In this pair of video lectures, Robert Riener presents his team’s research efforts in the field of rehabilitation robotics, and describes the vision behind Cybathlon, the competition for robot-assisted parathletes.
Novel robots for gait and arm rehabilitation
Patients who have limited use of their arms or legs due to stroke or spinal chord injury require intensive therapy to help them rehabilitate. This rehabilitation process is long, exhausting and expensive, and requires intensive therapy with specialists. With robotic technology, many of these challenges can be overcome.
Systems such as the Robot-Aided Gait Training enable patients to start intensive therapy right away, and for longer hours. The ARMin neuro-rehabilitation device helps stroke patients regain physical capabilities; research results show that patients subjected to ARMin training heal faster than patients working with therapists alone.
These devices involve intense human-robot cooperation and therefore have been developed according to human-robot interaction best practices. Future research will be focused on improving the effectiveness of robotic rehabilitation devices and their overall use in the medical field.
You can download the .pdf presentation here: Novel Robots for Gait and Arm Rehabilitation.
Riener R. IJARS Video Series: Novel Robots for Gait and Arm Rehabilitation [online video]. International Journal of Advanced Robotic Systems, 2014, 11:V2. DOI: 10.5772/59833
Cybathlon 2016, The Championship for Robot-Assisted Parathletes
Research labs around the world have been focused on developing novel assistive technologies such as wheelchairs, exoskeletal and mechatronic devices to help patients with spinal chord injuries in their daily life activities. There is still a long way to go before these kinds of devices will enable complete movement for these patients.
That is why Dr. Robert Riener and his team of collaborators are organising a special kind of event – Cybathlon 2016 – similar to the paralympic games. During Cybathlon, participants will compete in six disciplines while using wheelchairs, exoskeletons, brain and muscle stimulation devices, and other technologies.
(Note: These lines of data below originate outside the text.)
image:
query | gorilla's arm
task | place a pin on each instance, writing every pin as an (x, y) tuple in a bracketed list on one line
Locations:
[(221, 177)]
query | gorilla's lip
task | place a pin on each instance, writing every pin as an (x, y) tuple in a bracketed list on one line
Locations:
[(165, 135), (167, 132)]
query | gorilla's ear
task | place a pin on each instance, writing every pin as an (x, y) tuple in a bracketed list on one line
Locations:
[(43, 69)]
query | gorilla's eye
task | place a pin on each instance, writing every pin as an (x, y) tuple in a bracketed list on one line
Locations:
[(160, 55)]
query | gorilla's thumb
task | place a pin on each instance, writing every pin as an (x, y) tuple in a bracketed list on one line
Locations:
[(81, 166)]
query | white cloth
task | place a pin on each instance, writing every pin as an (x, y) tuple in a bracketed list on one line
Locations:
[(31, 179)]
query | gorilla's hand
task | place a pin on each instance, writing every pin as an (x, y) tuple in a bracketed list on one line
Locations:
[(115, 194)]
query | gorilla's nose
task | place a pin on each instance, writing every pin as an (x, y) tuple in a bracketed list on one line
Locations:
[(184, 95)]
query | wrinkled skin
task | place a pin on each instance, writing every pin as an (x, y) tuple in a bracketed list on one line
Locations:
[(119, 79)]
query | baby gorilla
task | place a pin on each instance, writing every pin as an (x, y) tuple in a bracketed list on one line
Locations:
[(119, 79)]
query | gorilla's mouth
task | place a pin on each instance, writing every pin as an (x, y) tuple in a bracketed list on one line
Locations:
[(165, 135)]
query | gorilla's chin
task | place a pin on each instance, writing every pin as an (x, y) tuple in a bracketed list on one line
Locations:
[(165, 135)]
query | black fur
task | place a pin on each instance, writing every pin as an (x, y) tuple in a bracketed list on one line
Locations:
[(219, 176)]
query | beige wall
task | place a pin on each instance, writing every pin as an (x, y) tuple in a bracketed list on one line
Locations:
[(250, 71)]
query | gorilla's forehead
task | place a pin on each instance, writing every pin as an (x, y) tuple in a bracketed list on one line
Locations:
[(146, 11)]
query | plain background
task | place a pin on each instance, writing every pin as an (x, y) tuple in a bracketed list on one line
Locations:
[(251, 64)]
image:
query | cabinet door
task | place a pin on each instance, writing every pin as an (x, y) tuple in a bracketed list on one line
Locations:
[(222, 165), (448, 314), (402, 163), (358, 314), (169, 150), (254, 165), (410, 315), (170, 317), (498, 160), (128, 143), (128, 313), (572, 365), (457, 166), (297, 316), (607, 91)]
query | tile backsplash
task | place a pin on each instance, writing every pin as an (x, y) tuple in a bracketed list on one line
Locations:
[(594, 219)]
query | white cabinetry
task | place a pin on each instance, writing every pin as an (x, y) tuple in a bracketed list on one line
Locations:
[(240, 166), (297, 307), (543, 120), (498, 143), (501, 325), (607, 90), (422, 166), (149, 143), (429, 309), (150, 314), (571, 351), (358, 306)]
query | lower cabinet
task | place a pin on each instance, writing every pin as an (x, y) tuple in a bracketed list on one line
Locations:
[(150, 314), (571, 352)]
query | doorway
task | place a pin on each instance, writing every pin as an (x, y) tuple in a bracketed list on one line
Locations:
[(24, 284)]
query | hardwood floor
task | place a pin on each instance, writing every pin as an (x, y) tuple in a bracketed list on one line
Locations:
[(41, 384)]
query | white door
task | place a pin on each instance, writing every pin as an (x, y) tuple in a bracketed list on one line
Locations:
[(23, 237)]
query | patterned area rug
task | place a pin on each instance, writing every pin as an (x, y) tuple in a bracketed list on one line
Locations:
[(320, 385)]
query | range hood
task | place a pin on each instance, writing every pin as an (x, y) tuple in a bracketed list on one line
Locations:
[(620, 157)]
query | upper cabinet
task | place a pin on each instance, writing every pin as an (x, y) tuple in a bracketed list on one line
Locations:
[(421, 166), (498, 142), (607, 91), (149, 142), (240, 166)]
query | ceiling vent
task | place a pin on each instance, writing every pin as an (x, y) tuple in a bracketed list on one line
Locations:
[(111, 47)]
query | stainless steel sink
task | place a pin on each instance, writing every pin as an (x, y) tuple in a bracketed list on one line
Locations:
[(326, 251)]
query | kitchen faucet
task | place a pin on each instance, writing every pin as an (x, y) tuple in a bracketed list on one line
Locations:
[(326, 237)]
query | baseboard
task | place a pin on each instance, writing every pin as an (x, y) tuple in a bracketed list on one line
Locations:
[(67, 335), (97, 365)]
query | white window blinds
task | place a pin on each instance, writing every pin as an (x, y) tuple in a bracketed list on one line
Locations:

The goal for researchers is to learn the strengths and the weaknesses of these devices and ultimately make them more effective for patients. The project also aims to promote wider use of robotic technology solutions in the fields of medical treatment where extensive physical therapy and assistance is required.
Riener R. IJARS Video Series: Cybathlon 2016, The Championship for Robot-Assisted Parathletes [online video]. International Journal of Advanced Robotic Systems, 2014, 11:V3. DOI: 10.5772/59837
Robert Riener is Full Professor for Sensory-Motor Systems at the Department of Health Sciences and Technology, ETH Zurich. He has been Assistant Professor for Rehabilitation Engineering at ETH Zurich since May 2003. In June 2006 he was promoted to the rank of an Associate Professor and in June 2010 to the rank of a Full Professor. As he holds a Double-Professorship with the University of Zurich, he is also active in the Spinal Cord Injury Center of the Balgrist University Hospital (Medical Faculty of the University of Zurich).
His current research interests involve human motion synthesis, biomechanics, virtual reality, man-machine interaction, and rehabilitation robotics. He has authored and co-authored more than 400 peer-reviewed journal and conference articles and 20 patents. He is a member of several scientific societies (e.g., IEEE/EMBS, DGBMT/VDE, IFESS) and an associate editor of several scientific journals. For his development of the arm therapy robot ARMin, he was awarded with several prizes including the humanTech Innovation Prize and the Swiss Technology Award. He was awarded also with the IEEE TNSRE Best Paper Award 2010 and the euRobotics Technology Transfer Awards 2011 and 2012.